This lecture, illustrated by archival footage and photographs, follows the life and adventures, the tragedies and discoveries of Richard Evans Schultes, the greatest Amazonian plant explorer of the 20th century. In 1941, having studied the peyote cult of the Kiowa and journeyed into the mountains of Oaxaca to solve the mystery of
teonanacatl
and
ololiuqui
, the long lost sacred hallucinogens of the Aztec, Richard Evans Schultes took a leave of absence from Harvard and disappeared into the Northwest Amazon.
Twelve years later he returned from South America having gone places no white man had ever been, mapping uncharted rivers and living among two dozen Indian tribes while collecting 25,000 botanical specimens, including 300 species new to science and over 2000 plants used as medicines, poisons and hallucinogens by the Indians.
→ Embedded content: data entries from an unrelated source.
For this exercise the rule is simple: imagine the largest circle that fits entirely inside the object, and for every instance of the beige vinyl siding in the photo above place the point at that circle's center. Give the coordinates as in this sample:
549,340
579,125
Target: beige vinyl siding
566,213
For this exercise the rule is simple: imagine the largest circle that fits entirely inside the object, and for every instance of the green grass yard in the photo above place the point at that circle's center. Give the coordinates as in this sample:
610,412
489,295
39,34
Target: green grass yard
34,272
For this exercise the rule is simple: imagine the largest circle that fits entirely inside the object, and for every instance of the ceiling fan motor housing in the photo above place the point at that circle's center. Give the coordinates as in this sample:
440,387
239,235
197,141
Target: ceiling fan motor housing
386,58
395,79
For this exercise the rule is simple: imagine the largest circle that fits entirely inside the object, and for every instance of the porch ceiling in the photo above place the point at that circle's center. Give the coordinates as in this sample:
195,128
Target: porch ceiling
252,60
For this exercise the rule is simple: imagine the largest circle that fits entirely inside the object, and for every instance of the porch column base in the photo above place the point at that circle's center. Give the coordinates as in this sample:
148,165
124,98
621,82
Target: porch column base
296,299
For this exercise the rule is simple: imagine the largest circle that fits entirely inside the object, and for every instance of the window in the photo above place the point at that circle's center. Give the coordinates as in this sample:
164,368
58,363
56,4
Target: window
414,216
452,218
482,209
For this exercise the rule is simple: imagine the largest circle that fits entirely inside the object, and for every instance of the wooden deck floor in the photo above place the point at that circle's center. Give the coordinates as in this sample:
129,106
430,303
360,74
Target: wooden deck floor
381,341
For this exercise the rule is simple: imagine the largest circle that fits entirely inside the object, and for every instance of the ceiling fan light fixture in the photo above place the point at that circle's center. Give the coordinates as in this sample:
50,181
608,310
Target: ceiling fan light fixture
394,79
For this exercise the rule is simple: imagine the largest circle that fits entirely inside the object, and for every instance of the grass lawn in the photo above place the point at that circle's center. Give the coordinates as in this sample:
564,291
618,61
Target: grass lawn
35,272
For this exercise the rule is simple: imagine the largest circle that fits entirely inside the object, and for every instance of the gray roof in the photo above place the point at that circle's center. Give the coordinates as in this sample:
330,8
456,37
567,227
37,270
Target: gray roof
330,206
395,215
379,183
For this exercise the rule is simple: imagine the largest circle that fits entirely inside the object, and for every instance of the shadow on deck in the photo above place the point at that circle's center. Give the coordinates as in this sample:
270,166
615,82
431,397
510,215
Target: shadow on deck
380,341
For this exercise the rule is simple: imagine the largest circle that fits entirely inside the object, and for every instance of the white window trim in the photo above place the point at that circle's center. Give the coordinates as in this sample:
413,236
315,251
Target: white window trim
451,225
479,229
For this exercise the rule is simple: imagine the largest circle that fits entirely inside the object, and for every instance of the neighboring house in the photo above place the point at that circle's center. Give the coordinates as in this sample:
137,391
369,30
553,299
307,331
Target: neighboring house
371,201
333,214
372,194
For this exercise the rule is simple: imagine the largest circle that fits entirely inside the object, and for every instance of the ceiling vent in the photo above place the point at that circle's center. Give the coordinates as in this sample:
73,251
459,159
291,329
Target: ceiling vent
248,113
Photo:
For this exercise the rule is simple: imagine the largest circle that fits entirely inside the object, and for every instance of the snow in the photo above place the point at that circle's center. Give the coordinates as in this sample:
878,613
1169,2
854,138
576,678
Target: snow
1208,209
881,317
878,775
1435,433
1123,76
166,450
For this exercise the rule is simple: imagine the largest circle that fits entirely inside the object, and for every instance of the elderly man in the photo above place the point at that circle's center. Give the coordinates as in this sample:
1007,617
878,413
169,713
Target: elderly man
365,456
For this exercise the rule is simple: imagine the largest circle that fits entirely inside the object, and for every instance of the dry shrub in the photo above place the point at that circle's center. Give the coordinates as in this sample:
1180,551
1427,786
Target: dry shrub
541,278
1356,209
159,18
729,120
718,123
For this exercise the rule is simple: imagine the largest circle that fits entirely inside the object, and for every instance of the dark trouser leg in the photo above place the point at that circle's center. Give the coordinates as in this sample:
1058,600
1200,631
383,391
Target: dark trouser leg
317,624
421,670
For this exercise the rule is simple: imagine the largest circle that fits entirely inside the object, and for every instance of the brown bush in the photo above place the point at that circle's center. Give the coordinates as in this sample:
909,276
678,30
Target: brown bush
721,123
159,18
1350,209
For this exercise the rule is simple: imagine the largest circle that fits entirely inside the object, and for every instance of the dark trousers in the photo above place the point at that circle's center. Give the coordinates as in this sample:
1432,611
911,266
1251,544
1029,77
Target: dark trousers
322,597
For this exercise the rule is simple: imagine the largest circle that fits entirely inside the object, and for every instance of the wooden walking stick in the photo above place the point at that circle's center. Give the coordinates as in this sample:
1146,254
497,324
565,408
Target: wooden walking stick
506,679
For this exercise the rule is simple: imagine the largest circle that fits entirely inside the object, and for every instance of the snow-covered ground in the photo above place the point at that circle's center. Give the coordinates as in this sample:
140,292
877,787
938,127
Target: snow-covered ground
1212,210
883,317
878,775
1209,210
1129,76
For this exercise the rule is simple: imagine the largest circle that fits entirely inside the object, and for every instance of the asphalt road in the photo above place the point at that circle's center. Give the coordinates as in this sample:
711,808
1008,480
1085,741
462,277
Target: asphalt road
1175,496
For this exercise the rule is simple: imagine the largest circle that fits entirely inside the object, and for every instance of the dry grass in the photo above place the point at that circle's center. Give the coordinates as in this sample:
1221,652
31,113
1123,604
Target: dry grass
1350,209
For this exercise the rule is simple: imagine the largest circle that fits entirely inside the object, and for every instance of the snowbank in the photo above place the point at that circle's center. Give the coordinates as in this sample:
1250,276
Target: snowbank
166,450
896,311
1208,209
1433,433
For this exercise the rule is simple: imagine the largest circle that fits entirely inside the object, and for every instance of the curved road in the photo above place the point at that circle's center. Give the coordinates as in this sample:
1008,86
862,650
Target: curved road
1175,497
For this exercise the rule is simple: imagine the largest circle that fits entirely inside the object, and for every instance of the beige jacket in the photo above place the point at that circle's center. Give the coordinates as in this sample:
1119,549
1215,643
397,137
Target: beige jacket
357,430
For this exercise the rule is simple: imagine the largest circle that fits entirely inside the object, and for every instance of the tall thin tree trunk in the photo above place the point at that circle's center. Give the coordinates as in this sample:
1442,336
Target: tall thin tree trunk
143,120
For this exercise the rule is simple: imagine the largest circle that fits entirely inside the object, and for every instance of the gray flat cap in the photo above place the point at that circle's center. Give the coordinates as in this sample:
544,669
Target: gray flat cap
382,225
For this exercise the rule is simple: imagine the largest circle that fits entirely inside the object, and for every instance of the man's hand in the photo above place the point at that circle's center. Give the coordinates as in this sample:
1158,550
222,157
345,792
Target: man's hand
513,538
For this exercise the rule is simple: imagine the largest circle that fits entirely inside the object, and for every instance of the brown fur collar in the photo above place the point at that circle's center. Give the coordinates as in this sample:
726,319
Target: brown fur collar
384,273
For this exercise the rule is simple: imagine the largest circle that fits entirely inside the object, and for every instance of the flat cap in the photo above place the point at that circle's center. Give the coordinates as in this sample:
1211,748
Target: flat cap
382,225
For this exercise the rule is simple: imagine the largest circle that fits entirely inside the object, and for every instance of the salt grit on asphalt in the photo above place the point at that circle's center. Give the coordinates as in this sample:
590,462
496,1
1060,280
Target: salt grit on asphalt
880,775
Author of 10 books and over 496 scientific articles, he has been called by HRH Prince Philip" The Father of Ethnobotany". The world authority on hallucinogenic plants and rubber, Director Emeritus of the Harvard Botanical Museum, recipient of numerous awards including the Cross of Boyacá, Colombia's highest decoration, he is a living link to the great natural historians of the 19th century and to a distant era when the rainforests stood immense, inviolable, a green mantle stretching across an entire continent.
This lecture, based on the book,
One River: Explorations and Discoveries in the Amazon Rain Forest
, is an eloquent and vivid account of Schultes' explorations, a celebration of the perseverance and wisdom of Indian peoples, and a lament for the terrible rate of destruction of landscape, culture and spirit that time has wrought throughout the Americas.